So, my academic year just ended with grades being due a couple days ago. I’ve been debating what to write for this post–well, I’ve thought about it for all of the celebration weeks, really. I’ve enjoyed reading many of your posts during these last celebratory weeks and realized that I at least need to participate in 1! 1 week!
I guess I want to comment on this group and its community. Apologies: I think my professor stuff is showing here. Through those years I was not an active member, I still followed along to see what people were doing and watching people come and go (much like I’d done). Many of you have spoken to the special and unique group that is the Doristas and I’ve been doing some reading about food writing and rhetoric to wrap my head around all of this as it’s concluding.
One particular article, by Lynn Z. Bloom (2008 in College English), had some interesting commentary and analysis about what makes a good food writer.
One aspect she highlights is the relationship between reader and writer.
“Readers and writer are allies in the text, and therefore in life.
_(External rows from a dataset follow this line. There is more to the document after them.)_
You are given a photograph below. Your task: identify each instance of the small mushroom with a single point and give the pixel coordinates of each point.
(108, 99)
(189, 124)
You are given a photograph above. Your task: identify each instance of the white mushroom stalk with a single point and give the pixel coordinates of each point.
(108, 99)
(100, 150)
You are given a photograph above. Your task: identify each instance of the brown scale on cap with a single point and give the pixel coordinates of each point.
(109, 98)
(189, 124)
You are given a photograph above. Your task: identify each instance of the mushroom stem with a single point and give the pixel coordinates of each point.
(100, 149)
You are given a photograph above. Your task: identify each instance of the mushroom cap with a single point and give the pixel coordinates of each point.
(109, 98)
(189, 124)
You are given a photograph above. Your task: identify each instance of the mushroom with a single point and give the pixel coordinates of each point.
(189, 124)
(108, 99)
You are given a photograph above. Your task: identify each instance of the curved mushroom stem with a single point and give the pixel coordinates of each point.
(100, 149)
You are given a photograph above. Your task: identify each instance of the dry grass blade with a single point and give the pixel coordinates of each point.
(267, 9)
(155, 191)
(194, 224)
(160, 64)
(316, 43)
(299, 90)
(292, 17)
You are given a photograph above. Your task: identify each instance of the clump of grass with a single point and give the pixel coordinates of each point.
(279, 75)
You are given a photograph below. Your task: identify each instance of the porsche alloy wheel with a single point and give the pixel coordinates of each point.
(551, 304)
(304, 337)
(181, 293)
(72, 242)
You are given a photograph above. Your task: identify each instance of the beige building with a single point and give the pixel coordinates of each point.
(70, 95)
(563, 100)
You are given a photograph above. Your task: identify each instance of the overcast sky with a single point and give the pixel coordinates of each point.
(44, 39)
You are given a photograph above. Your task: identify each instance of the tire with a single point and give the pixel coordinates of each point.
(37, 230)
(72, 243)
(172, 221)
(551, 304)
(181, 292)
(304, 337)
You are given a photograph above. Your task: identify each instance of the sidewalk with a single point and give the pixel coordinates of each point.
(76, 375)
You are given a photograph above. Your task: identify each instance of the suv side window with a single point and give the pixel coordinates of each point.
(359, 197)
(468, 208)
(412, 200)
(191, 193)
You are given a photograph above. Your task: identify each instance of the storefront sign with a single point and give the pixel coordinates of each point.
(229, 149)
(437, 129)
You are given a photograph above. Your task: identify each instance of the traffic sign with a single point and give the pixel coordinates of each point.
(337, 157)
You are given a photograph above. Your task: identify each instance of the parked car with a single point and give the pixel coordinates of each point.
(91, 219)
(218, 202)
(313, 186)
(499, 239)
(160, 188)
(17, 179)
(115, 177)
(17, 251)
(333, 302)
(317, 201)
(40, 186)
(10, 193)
They share a passion for both the text and the subtext, a zestful appetite for life, which they expect to be satisfying—if not in the living, then in the writing, the retelling and interpreting.”
We are definitely each other’s allies working through dishes like Salmon in a Jar and Caviar in Aspic (shudder) as well as yummies like Paris-Brêst and Marie-Hélène’s Apple Cake. Yet, as I see it, we are not just looking through the window at each other’s kitchens and lives as is, really, the most typical reader-writer relationship for food-type blogs.
Instead, we share all that Bloom mentions and we share a book–a common uniting force and author, no less(!)–which means we are both readers and writers on many, many levels.
Which brings me to the next Bloom quote.
“Food writing emphasizes its human contexts . . . . an intimate social context of family and friends . . . and occasions made happier by the presence of food.”
I read this and I thought, ah! The Doristas do this, yes.
But, it happens on more levels than just the writer sharing. It’s a give and take where part of the social context is, well, us. For writer and audience alike this happens, because we are cooking the same things in the same week, whether we live in Canada, the US, Greece, Malaysia, Australia, or anywhere in between. We are sharing cooking experiences, in part like people used to share recipes in the pre-internet days, but it’s almost like our kitchens are next to each other where we can nearly call out, “do you have an extra cup of sugar?”
Even more, we use this medium–our blogs–to speak about our lives and to establish a social context of friends in our Dorista group.
But, why didn’t any of the other groups have the same closeness, even when based on books by the same author?
Here’s what I think (if you’ve even made it this far).
Around my French Table.
Dorie, with that title, and with her bonnes idées and headnotes and sidebars, invited us into her social context and occasions made happier by the presence of food. (Even Ina cooked through it. ha!)
I guess, in the end, what has happened is that by cooking Dorie’s book we’ve settled around her French table; and in the act of blogging we’ve also settled, week by week, around each other’s French tables as well. There may also be something about cooking and not just baking. Desserts are wonderful, but in centuries past they were often enjoyed in more rarified domains. Instead, we’ve cooked through soups, snacks, seafood, meat, veggies–all of it! I could go on about anthropologists and how what separates us from animals is cooking, but I’ll leave it at that.
The point is, there’s an intimacy to that cookbook title, more than any other of Dorie’s cookbooks, an invitation to settle in and enjoy. Even Baking Chez Moi is, I think, more action-oriented, what with the “baking.”
Oh, but ‘our’ book . . . Around my French Table. Sit. Stay awhile and enjoy. I think the Doristas have carried that torch forward nicely.
Thank you to this wonderful community.